En France, la prise en considération du temps est, depuis un certain nombre d’années, fonction d’une politique de communication et non d’une politique étrangère. Cette approche a sa propre logique avec ses mérites et ses limites. Elle répond aux aspirations prêtées à la population nationale. La diplomatie, quant à elle, se doit de prendre principalement en compte des États étrangers, alliés, adversaires ou neutres, qui n’ont pas nécessairement les mêmes objectifs ni les mêmes intérêts que la France. Ainsi, à titre d’exemple, lorsque l’on appelle à un cessez-le-feu immédiat dont on ne peut ignorer qu’il ne répond pas aux intérêts d’une des parties, on répond ou devance l’attente d’une opinion publique en quête de justice internationale. En revanche, ce type d’annonces ne sera pas lu de la même manière à Moscou où on considérera, à tort ou à raison, qu’il s’agit d’un message traduisant la faiblesse de l’Ukraine sur le plan militaire. De même, la multiplication des rencontres au sommet avec le Président Zelensky, exprime une solidarité à toutes épreuves dont témoignent les autorités françaises à l’égard de l’agressé ce qui répond également aux attentes des médias dans leur ensemble. Néanmoins, l’agresseur y verra de la précipitation et de l’improvisation.

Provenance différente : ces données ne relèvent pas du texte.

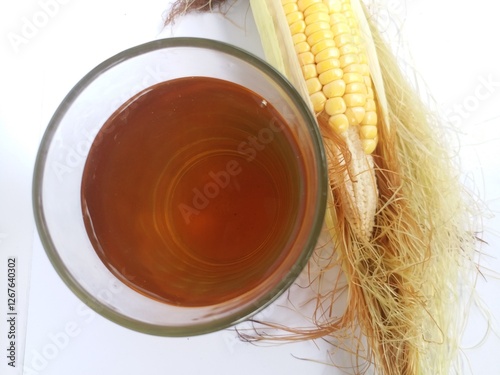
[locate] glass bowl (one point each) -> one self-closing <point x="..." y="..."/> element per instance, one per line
<point x="76" y="129"/>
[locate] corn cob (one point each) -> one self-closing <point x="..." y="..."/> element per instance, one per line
<point x="325" y="44"/>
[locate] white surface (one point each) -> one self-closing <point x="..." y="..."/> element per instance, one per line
<point x="454" y="47"/>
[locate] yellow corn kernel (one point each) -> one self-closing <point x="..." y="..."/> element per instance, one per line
<point x="309" y="71"/>
<point x="335" y="106"/>
<point x="290" y="7"/>
<point x="342" y="39"/>
<point x="346" y="60"/>
<point x="306" y="58"/>
<point x="328" y="53"/>
<point x="317" y="17"/>
<point x="316" y="8"/>
<point x="297" y="27"/>
<point x="339" y="123"/>
<point x="298" y="38"/>
<point x="355" y="114"/>
<point x="368" y="132"/>
<point x="330" y="75"/>
<point x="334" y="88"/>
<point x="293" y="17"/>
<point x="334" y="6"/>
<point x="321" y="45"/>
<point x="304" y="4"/>
<point x="326" y="65"/>
<point x="318" y="36"/>
<point x="341" y="28"/>
<point x="356" y="88"/>
<point x="369" y="145"/>
<point x="313" y="85"/>
<point x="370" y="118"/>
<point x="318" y="100"/>
<point x="317" y="26"/>
<point x="370" y="105"/>
<point x="302" y="47"/>
<point x="368" y="80"/>
<point x="363" y="59"/>
<point x="354" y="68"/>
<point x="348" y="48"/>
<point x="353" y="77"/>
<point x="370" y="94"/>
<point x="337" y="18"/>
<point x="355" y="100"/>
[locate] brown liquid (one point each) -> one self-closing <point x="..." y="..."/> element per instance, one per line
<point x="191" y="191"/>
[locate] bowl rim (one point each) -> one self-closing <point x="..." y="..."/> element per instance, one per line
<point x="40" y="166"/>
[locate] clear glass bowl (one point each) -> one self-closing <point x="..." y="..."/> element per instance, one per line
<point x="65" y="146"/>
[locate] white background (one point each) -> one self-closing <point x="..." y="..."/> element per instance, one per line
<point x="453" y="46"/>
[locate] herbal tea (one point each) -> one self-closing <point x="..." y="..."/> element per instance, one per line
<point x="192" y="191"/>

En Ukraine, la perception du temps est celui de la guerre avec sa triste logique. Elle est, de plus, éclairée par les pages sombres d’une histoire récente, la politique d’assimilation de l’empire russe puis de l’URSS, cette dernière n’ayant pas hésité à organiser une grande famine à l’origine de la mort de plusieurs millions d’Ukrainiens (Holodomor en 1932-1933) mais également par les faiblesses du monde occidental tels que révélées par le mémorandum de Budapest de 1994, censé garantir l’intégrité territoriale de l’Ukraine, sans qu’aucune mesure effective n’ait été prévue à cette fin.

Aujourd’hui, la situation paraît des plus préoccupante. C’est l’heure de tous les dangers tant pour l’Ukraine que pour l’UE et la France. Le temps de la guerre, plus long qu’anticipé n’est pas encore arrivé à son terme alors que la fatigue se fait jour. Cependant l’impasse militaire et diplomatique qui perdure depuis bientôt quatre ans pourrait connaître une issue à relativement court terme.

Une médiation improbable

Si on l’observe sous le prisme du droit international, le processus de paix engagé par Donald Trump est, pour le moins, sujet à interrogation. Dès avant son élection, il s’est, en quelque sorte, autoproclamé médiateur d’un conflit, à l’origine duquel il n’avait aucune responsabilité et qu’il entendait résoudre en 24 heures. Par-delà l’outrecuidance d’un propos de campagne, il est tout à fait paradoxal que l’idée ait pu prospérer. Elle comblait, en réalité, un vide généré par l’impasse dans laquelle se trouvaient les belligérants en manque de contacts efficaces et que le sort des armes n’arrivait pas à départager de manière incontestable.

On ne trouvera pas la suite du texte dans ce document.